How to Use C.A.R.T. Stories for Job Interview Preparation
In career services, we think of ‘stories’ as vivid examples from your work experience that support your core message to potential employers: you are the right fit for this job. Every interview question, including the trickier questions about a negative aspect of your career (a gap, your biggest weakness, a difficult client, etc.) is an opportunity to circle back to the key question: How are you the right fit for this role?
Interviewers want to see that you are a match for the role based on your qualifications, personality, and compatibility with the company culture.
Personality cannot be taught. Interviewers are looking to see if you can be an agreeable team member and interact with the team easily.
What aspects of your personality make you a strong candidate for the role you are considering?
Compatibility with the company culture shows them that you can thrive in a specific environment (a horizontal or vertical hierarchy, a dynamic start-up or an established organization, a collaborative or competitive environment, an organization with rapid change or an organization with set processes, etc.).
How is your company research informing your choice of organizations to interview with?
Qualifications and competencies can be illustrated with one of the most common formats for before-and-after scenarios – C.A.R.T. (Challenge – Action – Result – Tie-back).
Challenge (situation, problem, obstacle)
Describe what was not functioning well or what the company was missing. Be tactful in phrasing this to avoid revealing too much about the company’s shortcomings or blaming any particular stakeholder.
Action (strategy, approach)
What did you do to improve the situation?
This can be a quality improvement or a measurable result. You can use quotes from your performance reviews here, put the increase/improvement in percentages, and quantify the scope of work (number of people on the team, growth metrics, new clients, new revenue streams, or new programs).
Explain how you can use a particular skill in the company where you are interviewing.
Here is an example to illustrate how a candidate excels at developing training programs.
Challenge: When I joined Company XYZ, almost all the team members (CEO, managers, senior recruiters, and proposal writer) were involved in training new recruiters, in one way or the other. This extended the onboarding process, affected everyone’s schedules, and sometimes made the training overwhelming for the new hires.
Action: I used my background in education and writing to streamline the training.
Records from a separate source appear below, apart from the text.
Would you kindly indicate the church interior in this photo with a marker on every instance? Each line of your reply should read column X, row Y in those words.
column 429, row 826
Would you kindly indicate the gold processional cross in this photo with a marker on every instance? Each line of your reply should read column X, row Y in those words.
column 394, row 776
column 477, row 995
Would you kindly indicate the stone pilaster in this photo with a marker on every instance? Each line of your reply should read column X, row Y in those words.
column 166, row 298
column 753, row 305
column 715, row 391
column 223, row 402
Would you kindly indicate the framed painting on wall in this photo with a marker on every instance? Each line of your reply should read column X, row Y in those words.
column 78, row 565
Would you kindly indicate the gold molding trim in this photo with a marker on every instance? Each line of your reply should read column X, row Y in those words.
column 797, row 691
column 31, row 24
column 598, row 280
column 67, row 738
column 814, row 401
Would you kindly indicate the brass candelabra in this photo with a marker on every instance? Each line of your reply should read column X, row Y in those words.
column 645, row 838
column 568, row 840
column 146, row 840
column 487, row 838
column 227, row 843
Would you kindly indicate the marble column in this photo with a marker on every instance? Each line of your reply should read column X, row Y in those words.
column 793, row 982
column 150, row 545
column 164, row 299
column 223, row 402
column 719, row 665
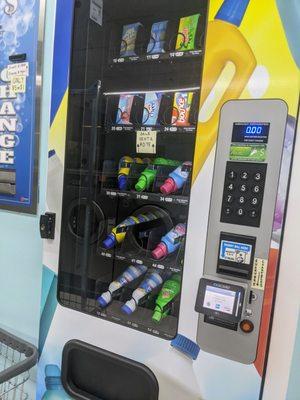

I collected everyone’s training notes and materials, drafted a concise training manual, researched Learning Management Systems (LMS), and recommended an inexpensive online LMS to upload the manual and video lessons.
Result: The LMS and training materials were approved by the leadership and were used to train new hires in a two-day, self-paced course. The company selected two trainers to support the new hires during the training. The new process improved accountability and saved around 8 hours of each team member’s time per month. It also ensured business continuity: the course was available to every new team member in a centralized system.
Tie-back: I know that your company is going through growth at the moment. I can identify opportunities to streamline hiring and onboarding, and introduce scalable training tools to save you time.
C.A.R.T. stories are a structured way to help you outline and internalize your success stories. Write down 2-3 C.A.R.T. stories per each of your main competencies. When an interviewer asks you about your past roles, you will be able to offer a memorable illustration of how you work and achieve results.